Our last day and it has been so good to work at Max Gate.
Lots of visitors came today and some old friends.
Before tea break we worked hard to get as much of the remaining area in the large trench cleaned down to chalk. Lots of mattocking and shoveling and barrowing onto the growing spoil heap.
Fay sifted the soil from out part excavated circular pit and found a piece of pottery which may be Neolithic. It is the only find from the soil we excavated from the half-sectioned feature.
I then laid out my tapes and began to draw the pits, post-holes and faint ditches cutting the chalk.
The deadline was when Robin arrived with the survey equipment to scan the site and GPS fix our trench.
He set up his targets around the trench and produced a point cloud survey. He then took many overlapping pictures to produce a photogrammetric mosaic of images which will be draped over a digital terrain mode. He showed me the result on his ipad.

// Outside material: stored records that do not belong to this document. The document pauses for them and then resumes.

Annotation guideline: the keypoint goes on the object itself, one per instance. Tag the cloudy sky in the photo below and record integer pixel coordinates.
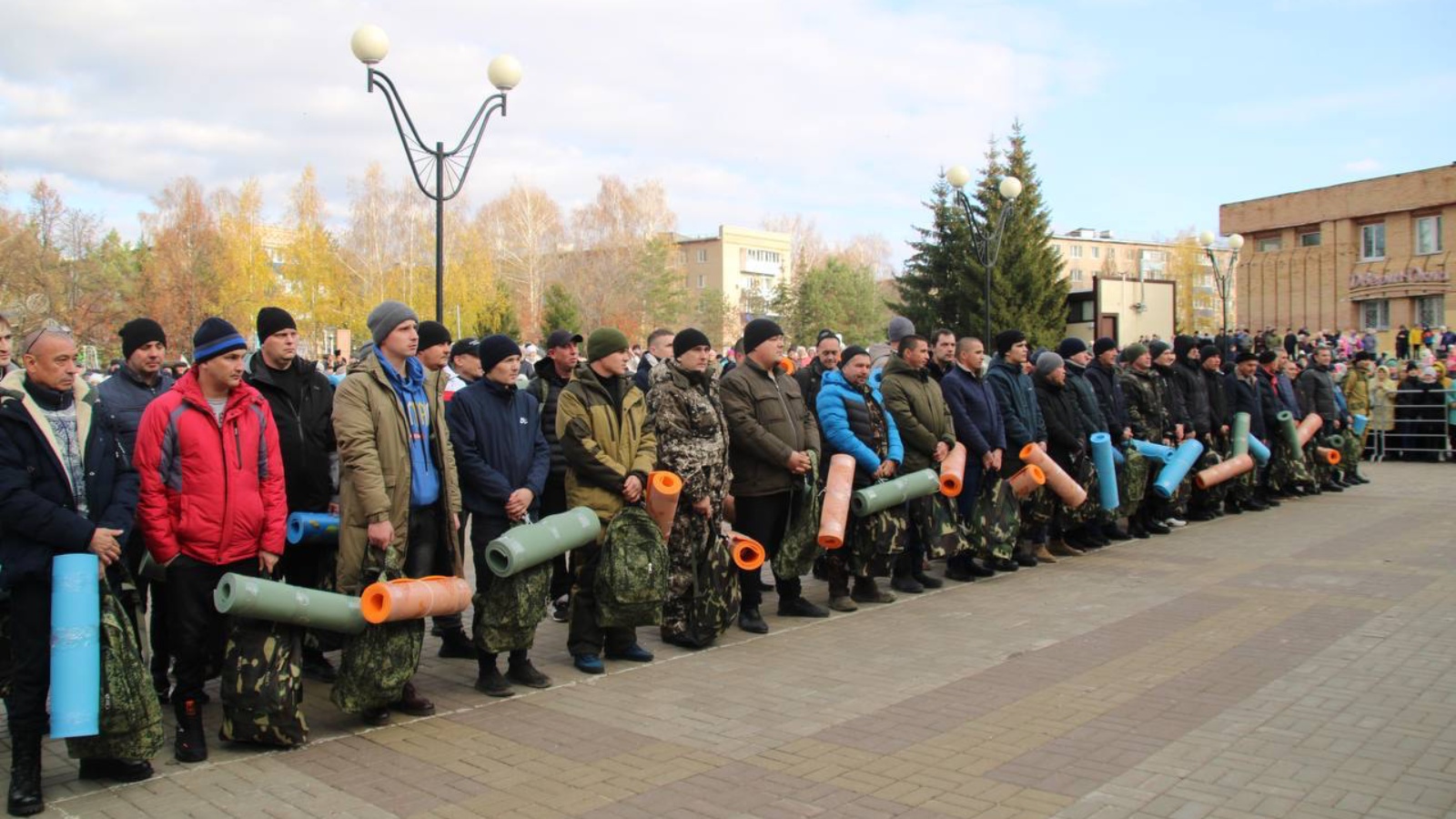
(1143, 116)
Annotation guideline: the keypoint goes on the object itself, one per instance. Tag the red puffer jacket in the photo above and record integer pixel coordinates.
(211, 491)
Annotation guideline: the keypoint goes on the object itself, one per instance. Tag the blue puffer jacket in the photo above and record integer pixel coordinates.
(844, 424)
(500, 446)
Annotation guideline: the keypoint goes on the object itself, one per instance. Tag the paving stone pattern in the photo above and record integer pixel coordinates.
(1289, 663)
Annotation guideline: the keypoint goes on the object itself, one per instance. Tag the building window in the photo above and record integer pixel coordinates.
(1375, 314)
(1372, 241)
(1431, 310)
(1427, 235)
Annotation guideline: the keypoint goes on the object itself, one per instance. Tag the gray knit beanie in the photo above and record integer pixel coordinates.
(385, 318)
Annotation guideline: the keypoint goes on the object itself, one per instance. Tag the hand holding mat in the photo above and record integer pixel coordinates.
(414, 599)
(839, 486)
(313, 528)
(278, 602)
(533, 544)
(1060, 482)
(953, 471)
(75, 646)
(662, 493)
(880, 497)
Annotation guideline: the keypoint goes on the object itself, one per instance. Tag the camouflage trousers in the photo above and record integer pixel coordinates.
(996, 519)
(507, 610)
(703, 584)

Rob and Carol got to the bottom of the ditch opposite the front door of Max Gate. It was almost a metre deep and below the frost-fractured chalk in the lowest filling was a thin veneer of soil including preserved flecks of topsoil trampled there when the ditch was first dug. We peeled it off and the natural chalk rang as we troweled it.

The finds exclusively struck flint flakes and sadly no charcoal or enough bone which can provide us with a C14 date.
In our large trench we found two 2m diameter pits, one part excavated with a small fragment of Neolithic? pot. In addition two parallel shallow gullies set 1m apart with post-holes where they turned at right angles away from each other? An entrance to a passage over 3m long between ditches leading to somewhere beyond the north-east edge of our trench.
We did not find a convincing continuation of the Middle Neolithic enclosure unless our half-sectioned pit was part of it. We noted that in the 1987-8 excavation the enclosure pits faded and became more distant as they headed towards the Paddock. Perhaps there was a wide entrance here. Perhaps the east side was the less desirable area for the groups that dug the pits. Perhaps it was never finished…

The front door trench hit a pit where the circuit should run but we cannot prove that.
A good but puzzling week. We packed up the tools and drove home.
Corfe Castle CBA festival day tomorrow. Minecraft in the Castle on Sunday.